# Question 3
### **Decision Tree**


In [1]:
import numpy as np
import pandas as pd

In [2]:
data = pd.read_csv('wdbc.csv', header=None)
data

Unnamed: 0,0,1,2,3,4,5,6,7,8,9,...,22,23,24,25,26,27,28,29,30,31
0,842302,M,17.99,10.38,122.80,1001.0,0.11840,0.27760,0.30010,0.14710,...,25.38,17.33,184.60,2019.0,0.1622,0.6656,0.7119,0.26540,0.4601,0.11890
1,842517,M,20.57,17.77,132.90,1326.0,0.08474,0.07864,0.08690,0.07017,...,24.99,23.41,158.80,1956.0,0.1238,0.1866,0.2416,0.18600,0.2750,0.08902
2,84300903,M,19.69,21.25,130.00,1203.0,0.10960,0.15990,0.19740,0.12790,...,23.57,25.53,152.50,1709.0,0.1444,0.4245,0.4504,0.24300,0.3613,0.08758
3,84348301,M,11.42,20.38,77.58,386.1,0.14250,0.28390,0.24140,0.10520,...,14.91,26.50,98.87,567.7,0.2098,0.8663,0.6869,0.25750,0.6638,0.17300
4,84358402,M,20.29,14.34,135.10,1297.0,0.10030,0.13280,0.19800,0.10430,...,22.54,16.67,152.20,1575.0,0.1374,0.2050,0.4000,0.16250,0.2364,0.07678
...,...,...,...,...,...,...,...,...,...,...,...,...,...,...,...,...,...,...,...,...,...
207,879830,M,17.01,20.26,109.70,904.3,0.08772,0.07304,0.06950,0.05390,...,19.80,25.05,130.00,1210.0,0.1111,0.1486,0.1932,0.10960,0.3275,0.06469
208,8810158,B,13.11,22.54,87.02,529.4,0.10020,0.14830,0.08705,0.05102,...,14.55,29.16,99.48,639.3,0.1349,0.4402,0.3162,0.11260,0.4128,0.10760
209,8810436,B,15.27,12.91,98.17,725.5,0.08182,0.06230,0.05892,0.03157,...,17.38,15.92,113.70,932.7,0.1222,0.2186,0.2962,0.10350,0.2320,0.07474
210,881046502,M,20.58,22.14,134.70,1290.0,0.09090,0.13480,0.16400,0.09561,...,23.24,27.84,158.30,1656.0,0.1178,0.2920,0.3861,0.19200,0.2909,0.05865


In [3]:
class Node():
    def __init__(self, feature_index=None, threshold=None, left_child=None, right_child=None, info_gain=None, value=None):
        self.feature_index = feature_index
        self.threshold = threshold
        self.left_child = left_child
        self.right_child = right_child
        self.info_gain = info_gain
        self.value = value

In [4]:
class DecisionTree():
    def __init__(self, min_samples_split=2):
        self.root = None
        self.min_samples_split = min_samples_split
    
    def build_tree(self, data, depth=0):
        X, Y = data[:,:-1], data[:,-1]
        num_samples, num_features = np.shape(X)
        
        if num_samples >= self.min_samples_split:
            best_split = self.get_best_split(data, num_samples, num_features)
            
            if best_split['info_gain'] > 0:
                left_subtree = self.build_tree(best_split['data_left'], depth + 1)
                right_subtree = self.build_tree(best_split['data_right'], depth + 1)
                return Node(best_split['feature_index'], best_split['threshold'], left_subtree, right_subtree, best_split['info_gain'])
        
        leaf_value = self.calculate_leaf_value(Y)
        return Node(value=leaf_value)
    
    def get_best_split(self, data, num_samples, num_features):
        best_split = {}
        max_info_gain = -float('inf')

        for feature_index in range(num_features):
            feature_values = data[:, feature_index]
            possible_thresholds = np.unique(feature_values)
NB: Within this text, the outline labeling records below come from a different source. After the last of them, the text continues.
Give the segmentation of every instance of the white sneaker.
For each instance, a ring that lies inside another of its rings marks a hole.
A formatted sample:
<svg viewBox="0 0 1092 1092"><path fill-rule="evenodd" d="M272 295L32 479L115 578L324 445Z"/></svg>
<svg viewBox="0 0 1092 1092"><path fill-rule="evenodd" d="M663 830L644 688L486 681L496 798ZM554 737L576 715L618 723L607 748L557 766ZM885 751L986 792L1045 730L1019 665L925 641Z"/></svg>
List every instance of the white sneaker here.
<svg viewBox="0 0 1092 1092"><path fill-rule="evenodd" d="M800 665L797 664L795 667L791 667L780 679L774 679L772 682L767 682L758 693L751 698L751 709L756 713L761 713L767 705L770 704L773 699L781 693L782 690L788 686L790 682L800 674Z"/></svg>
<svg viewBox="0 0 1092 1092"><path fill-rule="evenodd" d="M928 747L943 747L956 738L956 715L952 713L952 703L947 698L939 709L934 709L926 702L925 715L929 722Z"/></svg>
            for threshold in possible_thresholds:
                data_left, data_right = self.split(data, feature_index, threshold)

                if len(data_left) > 0 and len(data_right) > 0:
                    y, left_y, right_y = data[:, -1], data_left[:, -1], data_right[:, -1]
                    curr_info_gain = self.information_gain(y, left_y, right_y)
                    
                    if curr_info_gain > max_info_gain:
                        best_split['feature_index'] = feature_index
                        best_split['threshold'] = threshold
                        best_split['data_left'] = data_left
                        best_split['data_right'] = data_right
                        best_split['info_gain'] = curr_info_gain
                        max_info_gain = curr_info_gain
                        
        return best_split
    
    def split(self, data, feature_index, threshold):
        data_left = np.array([row for row in data if row[feature_index] <= threshold])
        data_right = np.array([row for row in data if row[feature_index] > threshold])
        return data_left, data_right
    
    def information_gain(self, parent, l_child, r_child):
        weight_l = len(l_child) / len(parent)
        weight_r = len(r_child) / len(parent)
        gain = self.gini_index(parent) - (weight_l * self.gini_index(l_child) + weight_r * self.gini_index(r_child))
        return gain
    
    def gini_index(self, y):
        class_labels = np.unique(y)
        gini = 0
        for cls in class_labels:
            p_cls = len(y[y == cls]) / len(y)
            gini += p_cls ** 2
        return 1 - gini
    
    def calculate_leaf_value(self, Y):
        Y = list(Y)
        return max(Y, key=Y.count)
    
    def fit(self, X, Y):
        data = np.concatenate((X, Y), axis=1)
        self.root = self.build_tree(data)
    
    def predict(self, X):
        preditions = [self.make_prediction(x, self.root) for x in X]
        return preditions
    
    def make_prediction(self, x, tree):
        if tree.value != None: 
            return tree.value
        
        feature_val = x[tree.feature_index]
        
        if feature_val <= tree.threshold:
            return self.make_prediction(x, tree.left_child)
        else:
            return self.make_prediction(x, tree.right_child)

In [5]:
X = data.loc[:, data.columns != 1].values
Y = data.iloc[:, 1].values.reshape(-1, 1)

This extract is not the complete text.